El río no era muy ancho, pero había partes en las que no se veía el fondo. Donde cubría había menos olas. El agua parecía clara, pero se movía deprisa.

—No sé nadar.

—¿No sabes? ¿No sabes nadar? ¿Ni siquiera un poco?

—No sé ni mantenerme a flote.

Se inclinó hacia un lado como si estuviera pensando, que puede que así fuera, y luego asintió.

—Pues no te metas muy adentro, aunque no creo que cubra mucho.

—Además acabo de comer.

—Yo te vigilo.

—Pero ¿no dicen que si acabas de comer…?

—Venga, ve a bañarte de una vez, gordinflas. Por Dios. No seas tan cagueta. —Patty empezó a decir algo, pero él le lanzó una mirada que le cerró la boca enseguida—. ¡Venga! ¡Vete ya, hombre!

Las sombras de los riscos coloreaban de oscuro la otra orilla del río. Más de una vez un pez u otra cosa pasó por el lecho de piedras, en busca de algo de comer. El agua hacía ese ruido como de amigas que no iban a hacerme daño. Ese ruido como de voces parloteando a las que podía sumarme. Avancé hacia las voces, hasta que el agua me llegó a las rodillas, y luego un poco más adentro, y otro poco más.

El río estaba formado por fuentes subterráneas. Estaba hecho de agua muy, muy antigua, agua fría. Al principio me pareció demasiado fría, pero al cabo del rato ya no tanto, y luego se estaba genial. Me senté en el fondo con las piernas cruzadas, y el agua me llegaba justo por debajo de la barbilla.

Cuando me volví hacia ellos, ya no los vi allí. Ahora estaban junto a la camioneta, comiéndose el uno al otro. Abrieron una de las puertas. Ella se metió de culo en la camioneta, mientras él no se le quitaba de encima. La aupó sobre el asiento, y ella se tumbó de espaldas. La puerta no me dejaba ver casi nada mientras seguían besuqueándose sin parar. Pero sus pies colgaban por debajo de la puerta abierta, y pronto vi que Patty tenía los vaqueros bajados hasta las zapatillas. Entonces sacudió un pie, y los vaqueros cayeron al suelo. Él también se bajó los pantalones hasta las botas. Metió la cabeza por debajo del marco de la puerta, se puso de puntillas y desapareció de mi vista.
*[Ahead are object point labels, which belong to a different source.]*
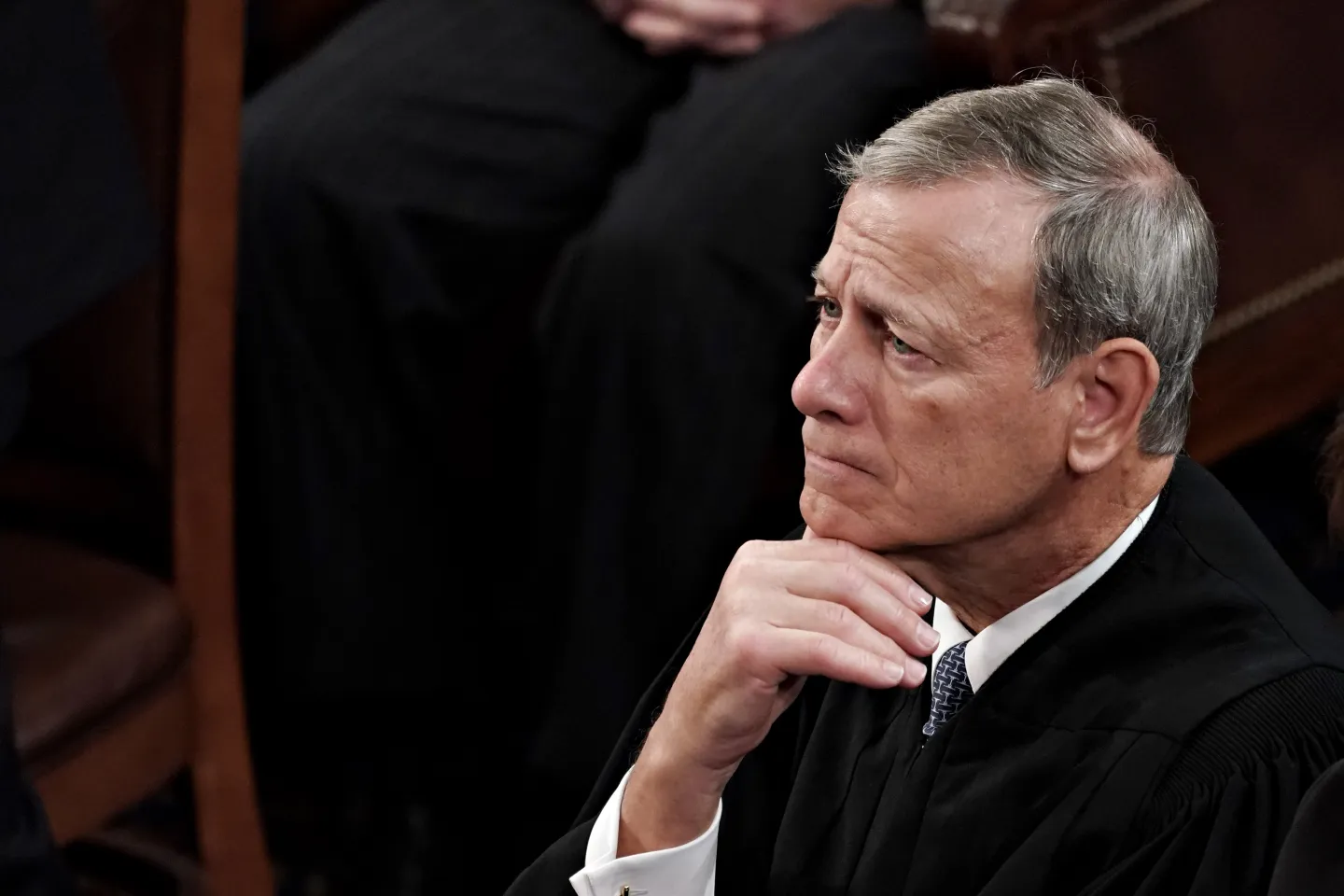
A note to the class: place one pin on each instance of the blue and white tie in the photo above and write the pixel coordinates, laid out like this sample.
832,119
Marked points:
950,688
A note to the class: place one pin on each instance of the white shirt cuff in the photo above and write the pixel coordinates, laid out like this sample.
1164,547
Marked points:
681,871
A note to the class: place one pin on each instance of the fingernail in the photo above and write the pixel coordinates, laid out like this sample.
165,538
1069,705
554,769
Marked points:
928,637
914,672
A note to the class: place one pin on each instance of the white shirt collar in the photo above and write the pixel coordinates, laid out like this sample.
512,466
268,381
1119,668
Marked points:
996,641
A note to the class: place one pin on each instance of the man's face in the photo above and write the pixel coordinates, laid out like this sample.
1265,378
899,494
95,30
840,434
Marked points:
925,426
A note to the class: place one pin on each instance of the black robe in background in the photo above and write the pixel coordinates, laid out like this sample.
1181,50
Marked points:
74,223
1154,739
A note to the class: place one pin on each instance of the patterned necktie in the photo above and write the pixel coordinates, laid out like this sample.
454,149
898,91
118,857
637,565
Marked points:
950,688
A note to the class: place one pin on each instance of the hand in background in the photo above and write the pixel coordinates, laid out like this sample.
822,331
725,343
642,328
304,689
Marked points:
718,27
788,18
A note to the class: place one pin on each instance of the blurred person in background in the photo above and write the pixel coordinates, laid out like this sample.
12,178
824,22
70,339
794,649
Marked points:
440,531
73,225
1312,861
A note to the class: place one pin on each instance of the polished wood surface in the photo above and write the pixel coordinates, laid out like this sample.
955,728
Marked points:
124,473
1243,94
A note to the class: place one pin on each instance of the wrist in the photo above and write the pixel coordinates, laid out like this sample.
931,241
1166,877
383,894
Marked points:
668,800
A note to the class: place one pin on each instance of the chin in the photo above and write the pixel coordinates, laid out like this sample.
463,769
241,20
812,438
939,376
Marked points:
833,519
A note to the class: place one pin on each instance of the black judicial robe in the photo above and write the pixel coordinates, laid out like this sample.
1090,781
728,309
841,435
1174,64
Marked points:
1155,737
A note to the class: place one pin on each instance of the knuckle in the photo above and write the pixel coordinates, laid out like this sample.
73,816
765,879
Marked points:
851,578
834,615
742,641
825,651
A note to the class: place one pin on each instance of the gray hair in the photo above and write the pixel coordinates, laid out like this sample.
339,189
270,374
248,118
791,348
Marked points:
1126,247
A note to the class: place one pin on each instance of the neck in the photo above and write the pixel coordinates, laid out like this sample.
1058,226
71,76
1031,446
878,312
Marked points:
988,578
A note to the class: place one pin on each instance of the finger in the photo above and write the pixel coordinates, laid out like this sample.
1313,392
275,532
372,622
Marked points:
659,33
849,586
710,15
839,621
878,567
815,653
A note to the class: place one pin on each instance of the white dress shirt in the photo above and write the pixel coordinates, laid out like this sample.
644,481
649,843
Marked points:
689,869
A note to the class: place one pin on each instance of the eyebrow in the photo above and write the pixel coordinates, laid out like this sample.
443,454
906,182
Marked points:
883,311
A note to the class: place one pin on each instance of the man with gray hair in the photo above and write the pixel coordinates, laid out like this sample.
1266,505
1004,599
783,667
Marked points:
1020,645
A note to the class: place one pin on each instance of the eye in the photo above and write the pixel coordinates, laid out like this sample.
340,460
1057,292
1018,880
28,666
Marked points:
827,306
902,347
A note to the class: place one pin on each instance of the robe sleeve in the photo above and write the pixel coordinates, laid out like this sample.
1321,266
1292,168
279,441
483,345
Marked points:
1218,817
550,874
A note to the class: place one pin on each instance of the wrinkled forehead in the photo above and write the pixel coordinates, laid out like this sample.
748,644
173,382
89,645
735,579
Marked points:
959,251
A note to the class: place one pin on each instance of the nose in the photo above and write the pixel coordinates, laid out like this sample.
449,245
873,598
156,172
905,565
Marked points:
828,385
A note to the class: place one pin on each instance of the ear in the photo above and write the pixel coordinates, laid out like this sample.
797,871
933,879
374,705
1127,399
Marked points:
1114,385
El río se había convertido en un lugar acogedor para mí. Mi cuerpo se acostumbró a la temperatura, y el agua no tardó en demostrarme lo agradable que resultaba ese frescor en verano. Algunas olas eran más altas que otras, pasaban de mi barbilla hasta mi boca; probé el sabor del río y me gustó.

Cuando me quedé quieto, los pececitos uno tras otro se acercaron a morderme, a lamer y mordisquear la amplia extensión de piel blanca de mi tripa. En fila, me rodearon la barriga. Me picotearon por debajo de los brazos. Como una manada, me lamieron y mordisquearon las mollas del pecho. Les gustaba mi sabor. Los peces eran pequeños y alargados, algunos beis con rayas oscuras, otros amarillos lisos, y todos se movían deprisa. Me hacían sentir que era un festín, tenía la impresión de que, si me pusiera a flotar y me dejara llevar por la corriente, se vendrían conmigo, me acompañarían, una manada de peces nadando entre las sombras debajo de mí mientras yo me dejaba llevar, cada vez más lejos.

—Eh, mueve el culo —dijo de pronto Red—. Nos vamos.

Ella no me miraba a la cara. Red no quiso esperar a que me secara. Por todas partes había latas vacías y aplastadas. Tirado sobre los guijarros quedaba un resto de hamburguesa a medio comer. Ella arrugó la bolsa de comida. Red puso la neverita en la trasera de la camioneta.

—Pasa de la chatarra del bueno de Dave —dijo—. Total, para lo que nos ha servido.

Nos sentamos como a la ida, ella en medio de los dos. Red conducía como si tuviera las manos pegajosas, tardaba en llevarlas del volante a la palanca de cambios, y sus ojos estaban más vidriosos que nunca. Ella se quedó dormida, o casi, con la cabeza apoyada en él. El sol se puso detrás de los riscos. Recorrimos el sendero estrecho, y las malas hierbas nos arañaron al pasar. Cuando llegamos al puente negro que cruzaba el río, Red puso el motor casi a dos por hora, se inclinó hacia mí y me miró. Su mirada vidriosa reclamaba toda mi atención.

—Escucha —me dijo—, Basil no es un tío para nada responsable. No, no. Nadie confía en él. No, señor. Nadie en absoluto.

Cuando lo cruzamos, el puente tembló y chirrió muy fuerte.